Marriage (Wales) Act 2010
- Parliament of the United Kingdom
- Long title: An Act to enable persons to be married in a place of worship in a parish in the Church in Wales with which they have a qualifying connection; and for connected purposes.
- Citation: 2010 c. 6
- Introduced by: Alun Michael (Commons) Lord Rowe-Beddoe (Lords)
- Territorial extent: England and Wales

Dates
- Royal assent: 18 March 2010
- Commencement: 18 March 2010

Status: Current legislation

Text of statute as originally enacted

Text of the Marriage (Wales) Act 2010 as in force today (including any amendments) within the United Kingdom, from legislation.gov.uk.
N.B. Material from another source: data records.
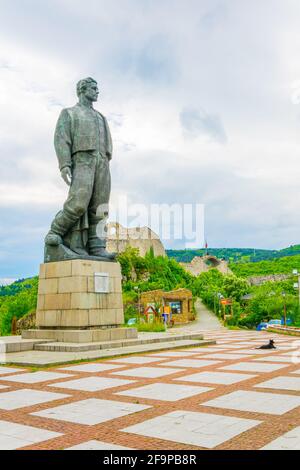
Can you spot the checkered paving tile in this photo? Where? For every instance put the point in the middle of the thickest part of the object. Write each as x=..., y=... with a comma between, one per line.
x=199, y=429
x=289, y=441
x=226, y=396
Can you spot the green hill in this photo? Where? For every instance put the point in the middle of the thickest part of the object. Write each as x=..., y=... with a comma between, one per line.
x=284, y=265
x=237, y=255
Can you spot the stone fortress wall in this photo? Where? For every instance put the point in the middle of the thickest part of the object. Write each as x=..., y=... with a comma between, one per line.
x=143, y=238
x=201, y=264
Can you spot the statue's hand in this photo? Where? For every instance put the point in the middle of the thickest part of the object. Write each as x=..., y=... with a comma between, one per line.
x=66, y=175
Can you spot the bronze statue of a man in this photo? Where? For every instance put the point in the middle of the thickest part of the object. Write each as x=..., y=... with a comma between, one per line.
x=84, y=148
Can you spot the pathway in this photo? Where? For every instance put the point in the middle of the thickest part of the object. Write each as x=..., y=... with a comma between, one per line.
x=227, y=396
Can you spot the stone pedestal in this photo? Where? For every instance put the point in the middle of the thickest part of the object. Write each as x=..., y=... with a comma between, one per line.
x=79, y=295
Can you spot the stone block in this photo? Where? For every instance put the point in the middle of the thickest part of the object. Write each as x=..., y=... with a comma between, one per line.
x=87, y=301
x=51, y=318
x=119, y=316
x=74, y=318
x=72, y=284
x=67, y=297
x=57, y=301
x=42, y=273
x=101, y=335
x=48, y=286
x=40, y=302
x=131, y=333
x=58, y=269
x=77, y=336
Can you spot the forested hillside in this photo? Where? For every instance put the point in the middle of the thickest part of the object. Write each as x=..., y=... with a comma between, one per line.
x=243, y=255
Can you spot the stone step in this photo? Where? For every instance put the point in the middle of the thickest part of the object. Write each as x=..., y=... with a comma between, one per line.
x=73, y=347
x=9, y=344
x=81, y=336
x=43, y=358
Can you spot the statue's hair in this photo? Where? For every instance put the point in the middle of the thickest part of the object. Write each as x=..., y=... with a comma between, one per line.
x=82, y=84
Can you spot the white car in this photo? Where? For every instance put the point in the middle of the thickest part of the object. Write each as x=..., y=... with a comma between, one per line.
x=272, y=323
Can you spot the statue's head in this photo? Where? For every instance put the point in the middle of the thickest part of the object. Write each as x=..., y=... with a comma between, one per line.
x=89, y=88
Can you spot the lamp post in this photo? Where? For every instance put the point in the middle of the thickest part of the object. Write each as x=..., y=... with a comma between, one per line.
x=137, y=289
x=284, y=307
x=297, y=284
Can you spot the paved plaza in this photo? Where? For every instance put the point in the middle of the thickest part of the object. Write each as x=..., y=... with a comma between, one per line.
x=229, y=396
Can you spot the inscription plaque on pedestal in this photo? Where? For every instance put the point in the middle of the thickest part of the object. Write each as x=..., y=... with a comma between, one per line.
x=101, y=283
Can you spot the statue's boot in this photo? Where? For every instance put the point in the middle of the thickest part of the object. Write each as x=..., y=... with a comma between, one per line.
x=53, y=239
x=61, y=224
x=97, y=246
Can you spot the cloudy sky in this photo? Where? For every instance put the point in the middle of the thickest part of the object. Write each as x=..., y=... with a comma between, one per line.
x=203, y=101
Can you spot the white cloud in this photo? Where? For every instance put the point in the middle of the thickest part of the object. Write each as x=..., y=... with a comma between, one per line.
x=239, y=62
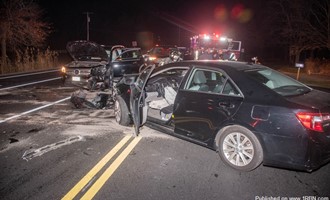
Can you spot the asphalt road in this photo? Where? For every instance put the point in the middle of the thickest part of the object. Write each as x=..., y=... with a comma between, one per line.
x=55, y=152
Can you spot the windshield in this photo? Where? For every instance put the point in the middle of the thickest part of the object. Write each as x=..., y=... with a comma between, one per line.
x=278, y=82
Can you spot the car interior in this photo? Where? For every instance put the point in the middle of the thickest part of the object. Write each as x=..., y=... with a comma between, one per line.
x=162, y=89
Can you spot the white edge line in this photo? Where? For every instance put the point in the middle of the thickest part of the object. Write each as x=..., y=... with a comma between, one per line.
x=7, y=88
x=35, y=109
x=28, y=74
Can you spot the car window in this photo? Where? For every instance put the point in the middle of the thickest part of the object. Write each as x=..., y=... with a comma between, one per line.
x=212, y=82
x=278, y=82
x=131, y=54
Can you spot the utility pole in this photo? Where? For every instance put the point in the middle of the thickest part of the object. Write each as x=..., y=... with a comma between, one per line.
x=87, y=21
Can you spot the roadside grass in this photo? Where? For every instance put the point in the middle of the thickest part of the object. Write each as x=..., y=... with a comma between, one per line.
x=31, y=59
x=311, y=79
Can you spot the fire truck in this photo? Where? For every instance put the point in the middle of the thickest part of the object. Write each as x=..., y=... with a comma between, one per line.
x=215, y=47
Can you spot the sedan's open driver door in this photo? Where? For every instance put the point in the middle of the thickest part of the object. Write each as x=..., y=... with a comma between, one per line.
x=137, y=100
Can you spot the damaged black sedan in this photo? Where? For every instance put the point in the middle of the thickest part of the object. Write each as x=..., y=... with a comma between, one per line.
x=248, y=113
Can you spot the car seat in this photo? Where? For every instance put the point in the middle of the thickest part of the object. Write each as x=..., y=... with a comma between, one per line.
x=199, y=82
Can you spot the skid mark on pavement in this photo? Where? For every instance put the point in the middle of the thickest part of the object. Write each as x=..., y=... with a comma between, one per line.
x=31, y=153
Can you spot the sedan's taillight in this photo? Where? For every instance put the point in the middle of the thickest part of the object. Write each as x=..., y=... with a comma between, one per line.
x=313, y=121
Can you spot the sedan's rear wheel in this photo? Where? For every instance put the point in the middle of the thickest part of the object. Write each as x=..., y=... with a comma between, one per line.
x=121, y=112
x=240, y=148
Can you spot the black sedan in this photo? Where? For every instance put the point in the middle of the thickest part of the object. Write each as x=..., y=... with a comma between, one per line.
x=249, y=113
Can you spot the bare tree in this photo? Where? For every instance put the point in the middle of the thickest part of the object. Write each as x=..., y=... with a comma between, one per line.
x=301, y=24
x=21, y=26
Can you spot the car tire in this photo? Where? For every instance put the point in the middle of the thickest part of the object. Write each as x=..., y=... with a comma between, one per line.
x=240, y=148
x=121, y=112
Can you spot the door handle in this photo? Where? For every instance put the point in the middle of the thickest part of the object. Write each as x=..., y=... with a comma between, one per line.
x=226, y=104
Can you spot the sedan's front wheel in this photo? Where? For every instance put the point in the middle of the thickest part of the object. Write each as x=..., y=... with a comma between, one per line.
x=121, y=112
x=240, y=148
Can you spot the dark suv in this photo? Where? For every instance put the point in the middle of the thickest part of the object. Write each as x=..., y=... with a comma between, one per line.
x=93, y=63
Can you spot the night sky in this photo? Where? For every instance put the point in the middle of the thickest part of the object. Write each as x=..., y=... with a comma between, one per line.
x=119, y=22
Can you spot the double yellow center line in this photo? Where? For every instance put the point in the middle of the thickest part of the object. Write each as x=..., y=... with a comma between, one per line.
x=106, y=174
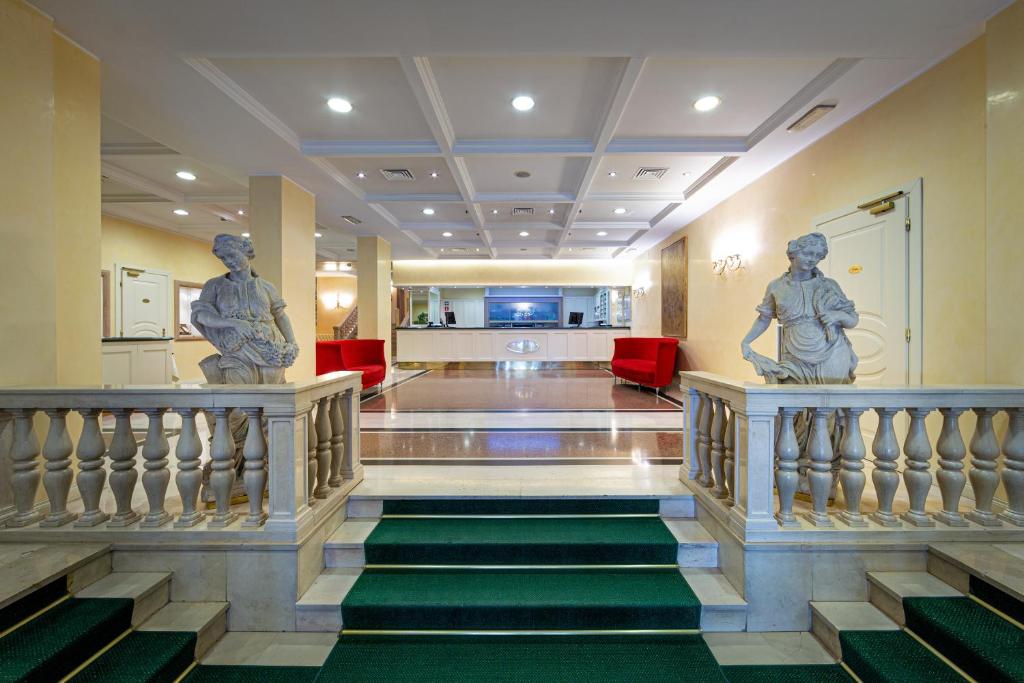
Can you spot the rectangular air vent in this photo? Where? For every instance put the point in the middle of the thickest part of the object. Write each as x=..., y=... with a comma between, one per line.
x=401, y=174
x=650, y=172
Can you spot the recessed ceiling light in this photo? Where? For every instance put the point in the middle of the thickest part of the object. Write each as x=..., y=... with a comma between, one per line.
x=707, y=103
x=340, y=104
x=522, y=102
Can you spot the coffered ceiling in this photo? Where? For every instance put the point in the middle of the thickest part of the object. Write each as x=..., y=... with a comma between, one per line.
x=612, y=157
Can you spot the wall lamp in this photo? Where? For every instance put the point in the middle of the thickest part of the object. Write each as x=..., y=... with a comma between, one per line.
x=726, y=264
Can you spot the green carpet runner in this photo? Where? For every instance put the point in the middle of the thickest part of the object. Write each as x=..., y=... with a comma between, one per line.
x=54, y=643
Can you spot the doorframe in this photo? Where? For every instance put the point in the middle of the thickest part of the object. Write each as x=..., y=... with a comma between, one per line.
x=914, y=194
x=119, y=294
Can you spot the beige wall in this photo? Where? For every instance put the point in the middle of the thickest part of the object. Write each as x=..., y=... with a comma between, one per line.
x=186, y=259
x=471, y=271
x=328, y=288
x=933, y=128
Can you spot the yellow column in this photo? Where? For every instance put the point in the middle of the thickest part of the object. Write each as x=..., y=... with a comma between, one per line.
x=283, y=222
x=374, y=291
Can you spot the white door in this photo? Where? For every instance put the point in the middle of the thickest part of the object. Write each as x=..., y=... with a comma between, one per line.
x=869, y=255
x=145, y=308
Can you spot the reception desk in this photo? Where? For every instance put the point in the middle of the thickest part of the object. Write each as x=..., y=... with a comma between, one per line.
x=464, y=344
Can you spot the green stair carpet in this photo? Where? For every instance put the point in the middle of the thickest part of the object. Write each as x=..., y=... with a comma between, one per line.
x=522, y=506
x=142, y=656
x=248, y=674
x=517, y=658
x=525, y=541
x=54, y=643
x=818, y=673
x=497, y=599
x=977, y=640
x=893, y=656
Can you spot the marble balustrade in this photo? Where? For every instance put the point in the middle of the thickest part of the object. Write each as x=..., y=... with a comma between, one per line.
x=302, y=442
x=743, y=444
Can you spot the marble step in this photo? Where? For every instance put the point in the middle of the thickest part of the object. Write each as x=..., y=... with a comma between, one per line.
x=827, y=619
x=28, y=566
x=207, y=620
x=345, y=547
x=320, y=607
x=150, y=590
x=887, y=590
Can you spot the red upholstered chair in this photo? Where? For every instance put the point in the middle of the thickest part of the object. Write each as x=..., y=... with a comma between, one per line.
x=366, y=355
x=646, y=360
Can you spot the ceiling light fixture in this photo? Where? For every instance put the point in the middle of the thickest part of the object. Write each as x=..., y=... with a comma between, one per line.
x=707, y=103
x=522, y=102
x=339, y=104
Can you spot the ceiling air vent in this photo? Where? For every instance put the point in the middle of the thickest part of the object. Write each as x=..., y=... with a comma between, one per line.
x=401, y=174
x=650, y=172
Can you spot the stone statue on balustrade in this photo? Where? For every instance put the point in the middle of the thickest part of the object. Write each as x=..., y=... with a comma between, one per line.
x=243, y=315
x=814, y=349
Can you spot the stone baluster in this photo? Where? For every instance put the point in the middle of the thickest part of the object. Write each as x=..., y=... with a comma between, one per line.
x=56, y=452
x=718, y=449
x=311, y=464
x=984, y=479
x=337, y=441
x=885, y=447
x=730, y=458
x=1013, y=468
x=786, y=474
x=157, y=476
x=254, y=476
x=852, y=477
x=950, y=475
x=91, y=475
x=222, y=468
x=916, y=476
x=123, y=475
x=819, y=476
x=351, y=466
x=189, y=476
x=25, y=463
x=323, y=425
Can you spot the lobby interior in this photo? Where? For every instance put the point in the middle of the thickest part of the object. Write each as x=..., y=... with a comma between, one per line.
x=557, y=222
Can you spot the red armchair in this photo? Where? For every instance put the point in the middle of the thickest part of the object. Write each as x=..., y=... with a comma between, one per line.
x=366, y=355
x=646, y=360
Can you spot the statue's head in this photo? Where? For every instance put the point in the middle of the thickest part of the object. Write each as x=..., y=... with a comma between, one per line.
x=807, y=251
x=233, y=252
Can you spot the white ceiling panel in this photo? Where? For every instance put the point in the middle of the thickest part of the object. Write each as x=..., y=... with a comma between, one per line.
x=296, y=91
x=571, y=94
x=376, y=183
x=547, y=174
x=751, y=90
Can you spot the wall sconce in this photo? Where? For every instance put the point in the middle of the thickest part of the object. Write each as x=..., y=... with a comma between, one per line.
x=726, y=264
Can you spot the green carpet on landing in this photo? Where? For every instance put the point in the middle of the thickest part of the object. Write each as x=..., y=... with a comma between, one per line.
x=676, y=658
x=142, y=656
x=977, y=640
x=383, y=599
x=54, y=643
x=522, y=506
x=526, y=541
x=893, y=656
x=818, y=673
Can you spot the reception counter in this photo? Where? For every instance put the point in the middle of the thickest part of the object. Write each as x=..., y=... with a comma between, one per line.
x=464, y=344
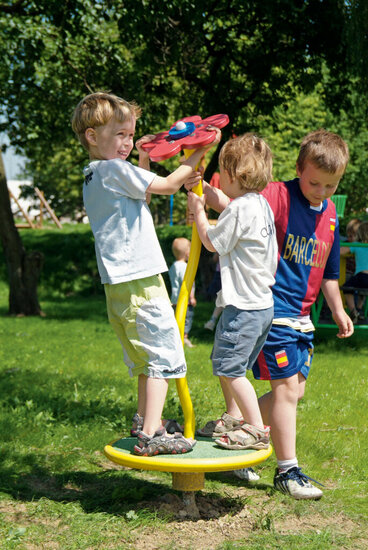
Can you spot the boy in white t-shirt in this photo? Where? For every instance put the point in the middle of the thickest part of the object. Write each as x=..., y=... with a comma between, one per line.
x=181, y=249
x=130, y=260
x=245, y=240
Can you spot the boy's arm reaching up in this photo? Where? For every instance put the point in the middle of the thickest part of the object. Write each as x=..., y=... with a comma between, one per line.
x=196, y=206
x=331, y=291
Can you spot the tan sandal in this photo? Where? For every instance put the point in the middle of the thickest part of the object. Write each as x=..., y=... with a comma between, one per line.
x=216, y=428
x=245, y=437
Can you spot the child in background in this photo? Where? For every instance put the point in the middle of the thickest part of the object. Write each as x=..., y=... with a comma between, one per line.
x=180, y=250
x=129, y=257
x=245, y=240
x=354, y=300
x=309, y=259
x=212, y=291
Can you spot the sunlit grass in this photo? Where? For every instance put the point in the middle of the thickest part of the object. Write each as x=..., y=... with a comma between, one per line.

= Marriage (Wales) Act 2010 =

Act of Parliament in the United Kingdom

The Marriage (Wales) Act 2010 (c. 6) is an act of Parliament in the United Kingdom. Introduced as a private member's bill by David Rowe-Beddoe, Baron Rowe-Beddoe and sponsored by Alun Michael MP, it received royal assent on 18 March 2010. It created the Church in Wales's counterpart to mirror the Church of England Marriage Measure 2008 and brought the Church in Wales's marriage regulations into line with those of the Church of England.

== Background ==
The Church in Wales had been disestablished from the Church of England since 1920 following the Welsh Church Act 1914. It had the effect of severing the Church in Wales's links with the canon law of the Church of England. This meant that any measures passed by the Church of England no longer had legal force over the Church in Wales. Any changes made to the Church in Wales's legal situations must be made via an act of Parliament, as the Senedd has no jurisdiction over ecclesiastical law or marriage law because those are reserved matters.

Prior to the act, when two people wished to marry in Wales, ordinarily, at least one of them would have to live in the parish where they would get married or have attended the parish church for the previous six months. The act allowed couples to use a parent's residency or regular attendance in the specific church as a valid condition to be married in that parish; or for the church to have been the place where one of the parties to the marriage had been baptised or confirmed; or for the church to have been where a parent or grandparent of one of the parties to the marriage had been married.

== History ==

Coat of arms of the Church in Wales

In 2008, the General Synod of the Church of England passed the Church of England Marriage Measure 2008, which extended the rights of marriage within their churches to allow people to marry in churches where they had been christened or confirmed as well as in churches where any of their parents or grandparents had been married. This led to the Church in Wales being out of step with the Church of England, as the Measure only applied to the Church of England, and the Church in Wales continued to use the old requirements of either residency in the parish or regular church attendance for the previous six months. As the Church in Wales Governing Body's actions have no legal force in English law, legislation from Parliament was required to bring the Church in Wales into line with the Church of England.

In 2009, the Governing Body debated and accepted Private Members' Motion (No 09/13), which requested that the Church in Wales take steps to bring the church's marriage regulations into line with those of the Church of England. The Marriage (Wales) Bill was drafted by the Governing Body of the Church in Wales and brought forward into Parliament as a private member's bill in the House of Lords by the chairman of the Representative Body of the Church in Wales, Lord Rowe-Beddoe. The text was drafted by the Church in Wales' Governing Body. It passed through the House of Lords without amendment. In the House of Commons, the bill was sponsored by the Labour Co-operative Member of Parliament, Alun Michael. The act received royal assent on 18 March 2010, before the dissolution of Parliament. The Marriage (Wales) Act 2010 was viewed by academics as being an example of a disestablished church enjoying the privileges of establishment but without the legal ability to self-regulate itself and requiring primary legislation to make desired changes.